25 de ago. de 2011

O jeito certo de falar

Por Renata Di Nizo




Renata Di Nizo é escritora, palestrante e sócia fundadora da Casa da Comunicação

Um livro didático para jovens e adultos, distribuído pelo MEC, deu o que falar a e reacendeu a velha e boa discussão do que é o jeito certo de falar - sem resvalar em preconceito. Cabe à escola elucidar as diferenças entre o registro oral e escrito. Mas como o professor deve lidar em sala de aula com “a gente vamos”? Embora seja fácil constatar que não existe uma única forma 'certa' de falar, a escola é responsável por ensinar novos registros . E mais: a regra de ouro é a adequação - saber usar o registro certo a cada nova situação.
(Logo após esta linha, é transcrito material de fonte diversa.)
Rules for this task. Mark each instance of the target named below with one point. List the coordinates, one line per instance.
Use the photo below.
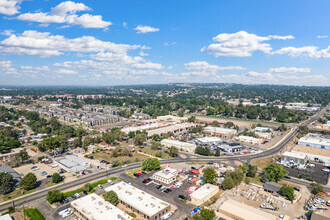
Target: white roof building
(140, 201)
(183, 146)
(204, 193)
(209, 140)
(313, 140)
(73, 164)
(220, 131)
(237, 210)
(94, 207)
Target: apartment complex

Vamos imaginar que, chegando a uma tribo na África (ou, até mesmo, no sertão do Brasil), sejamos convidados a almoçar na casa de alguém. Aí você percebe que as pessoas comem com as mãos. Como lidar com esta saia justa? Imaginemos agora o inverso: que o jovem desta tribo venha nos visitar numa grande metrópole. Ele estaria preparado para comer com talheres? Então, aprender outros costumes e ampliar o leque de respostas/possibilidades, certamente, é um dos papéis cruciais de nossas escolas.


Uma questão de princípio

Muitas são as virtudes que devem orientar a Educação e o trabalho em sala de aula. Uma delas é a justiça. Para o filósofo Yves La Talle (2006), ela inspira dois princípios: igualdade (todos os seres, dotados do mesmo valor intrínseco, não devem usufruir de privilégios) e equidade (tornar iguais os diferentes). É admitir as diferenças, aceitando a identidade e liberdade individuais para, no final, alcançar a igualdade entre os seres humanos.

Cada indivíduo, dentro de um contexto socioeconômico e cultural, preserva crenças e uma história de vida únicas. Conviver em uma cultura plural implica, portanto, lidar com o diverso. Assim, a singularidade de todo aluno deve ser respeitada.
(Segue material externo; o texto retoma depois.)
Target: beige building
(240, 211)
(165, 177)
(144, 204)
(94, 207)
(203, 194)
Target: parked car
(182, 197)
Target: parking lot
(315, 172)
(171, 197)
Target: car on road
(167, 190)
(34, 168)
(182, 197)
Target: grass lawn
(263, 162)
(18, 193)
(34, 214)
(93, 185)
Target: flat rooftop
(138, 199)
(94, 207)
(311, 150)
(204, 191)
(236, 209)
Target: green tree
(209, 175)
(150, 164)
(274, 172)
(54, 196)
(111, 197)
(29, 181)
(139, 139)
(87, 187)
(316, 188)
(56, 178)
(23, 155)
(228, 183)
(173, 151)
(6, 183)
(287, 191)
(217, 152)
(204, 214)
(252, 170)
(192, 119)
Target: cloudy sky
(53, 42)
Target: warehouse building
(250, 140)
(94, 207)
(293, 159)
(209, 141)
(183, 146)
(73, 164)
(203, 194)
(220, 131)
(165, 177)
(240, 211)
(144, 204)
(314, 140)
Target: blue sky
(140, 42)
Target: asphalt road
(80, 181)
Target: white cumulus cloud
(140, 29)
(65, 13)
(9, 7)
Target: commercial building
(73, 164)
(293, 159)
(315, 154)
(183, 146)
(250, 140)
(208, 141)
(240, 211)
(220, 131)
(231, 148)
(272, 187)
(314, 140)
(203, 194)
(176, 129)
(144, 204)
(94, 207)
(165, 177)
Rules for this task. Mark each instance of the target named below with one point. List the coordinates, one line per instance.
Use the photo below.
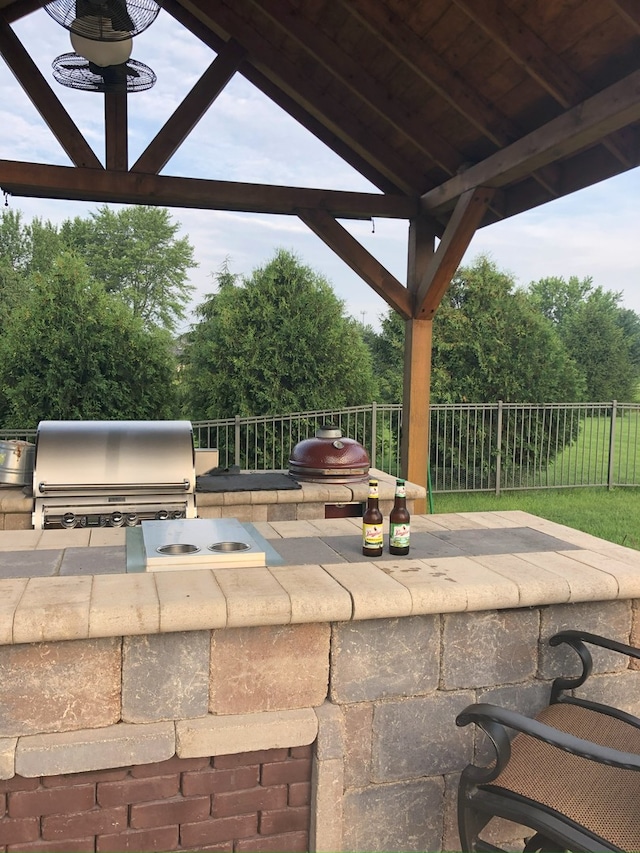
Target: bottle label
(399, 535)
(372, 535)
É verdade, porém, que a escola também tem o dever de capacitar o aluno a que possa ascender socialmente. Isto significa ser capaz de usar outros registros e saber a hora certa de fazê-lo. Em casa, o aluno poderá continuar se expressando da forma familiar, mas na escola será convidado a aprender novas formas de expressão.


O jeito de se expressar

Além da inteligência linguística, outras características são fundamentais: o modo de o corpo falar, a entonação da voz, a habilidade de focar (atenção concentrada), de modular as emoções e, por fim, mas não menos importante (e quase sempre relegada ao esquecimento), a aptidão criativa. Afinal, todo ser humano tem uma maneira própria de se expressar.
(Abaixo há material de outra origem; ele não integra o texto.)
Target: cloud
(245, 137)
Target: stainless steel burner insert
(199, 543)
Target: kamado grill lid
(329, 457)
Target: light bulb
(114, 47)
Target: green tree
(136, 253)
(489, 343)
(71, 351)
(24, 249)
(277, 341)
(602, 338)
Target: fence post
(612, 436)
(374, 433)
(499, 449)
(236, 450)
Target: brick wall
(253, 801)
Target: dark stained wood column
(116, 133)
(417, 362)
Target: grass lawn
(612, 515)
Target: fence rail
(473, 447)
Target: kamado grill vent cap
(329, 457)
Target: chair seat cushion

Resta ainda dizer que algumas pessoas falam muito (às vezes, até de maneira descontrolada ou excessiva) e não demonstram nenhum sinal de constrangimento ao interagir com um grande público. Outras, ao contrário, mais retraídas, se inibem inclusive com seus colegas na sala de aula. Dito de outra forma, a maneira de se expressar também conta muito. Falar demais ou de menos, é o mesmo que andar na contramão. Tanto a prolixidade como o hábito da omissão são geradores de limites decisivos em algumas situações. Não adianta despejar sobre o outro, as grandes ideias atreladas umas às outras, porque ninguém está disposto a elucubrar. Tampouco adianta morrer na praia com ideias geniais enfiadas no bolso.

Em ambos casos, é primordial favorecer o domínio de si: enquanto as pessoas mais extrovertidas deverão aprender tanto a acalmar, quanto a focar a mente para evitar atropelar ou saltar de um assunto ao outro, as mais tímidas necessitam de estímulo para expandir a expressão. Aqui é bom enfatizar que não existe tampouco o jeito certo ou errado. O que importa é aceitar e aprender com as diferenças, expandindo os limites e ganhando em ferramentas de comunicação.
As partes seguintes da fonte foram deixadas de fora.